Wednesday, October 6, 2010

Ma-Maw

Earlier this week, while sitting in the dining room, I noticed this picture of my mother's mother, Ma-Maw.  (You cannot imagine how long I sat trying to decide how I was going to spell that title.  Finally I decided that since this post will consist of my thoughts and memories, that my chosen spelling will be fine!)  My feelings about my grandmother are both wonderful and painful.  Even as I write now, I am fighting back tears.
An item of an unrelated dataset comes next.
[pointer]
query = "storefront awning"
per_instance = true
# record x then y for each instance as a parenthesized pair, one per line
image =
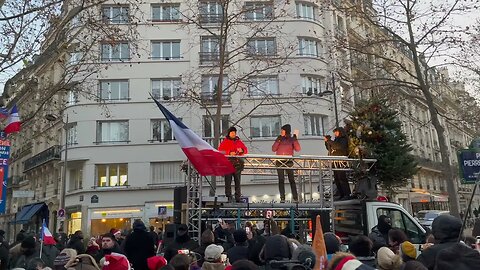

Much of the sadness is associated with a level of frustration on all that I missed out on.  My grandmother passed away in February, just a few days before my birthday.  As well as I can recall, I was about to turn six.  My older brother and sister have such wonderful memories of this loving woman. In a way, I guess I'm jealous.  I know the stories, but that's all they are.  Cancer cheated me out of truly knowing Ma-Maw.

It's fairly easy to tell the things that I remember about her, because they are few and far between.  My memories of her home are associated with pictures I have seen; the only vivid images I can recall are those of the family gathering at her house after her death.

I have an image in my head of her in my home, looking out the front window.  Mom was either home from a recent surgery or was on her way home.  That's where the memory stops.

Looking at her picture and hearing the stories are tough.  How I long to have a memory of her voice, her laugh.  Sadly, that memory is not to be for me.  My experiences with a grandmother (Big Mother) was one in which I was always trying to perform, to prove that I was worthy of love.  Sadly, that's what I associate with grandparents.

I regret not knowing my grandmother but know it's not something I can change.  All I have are a couple of faint memories, photographs, and stories.  They are not nearly enough, but I hold onto them, knowing that one day soon we will be reunited in Heaven.  After seeing Christ and all the beauty of that place, I plan to find Ma-Maw and sit by the Crystal Sea for a nice long chat -- just me and her.  It's long overdue and we have so much to catch up on.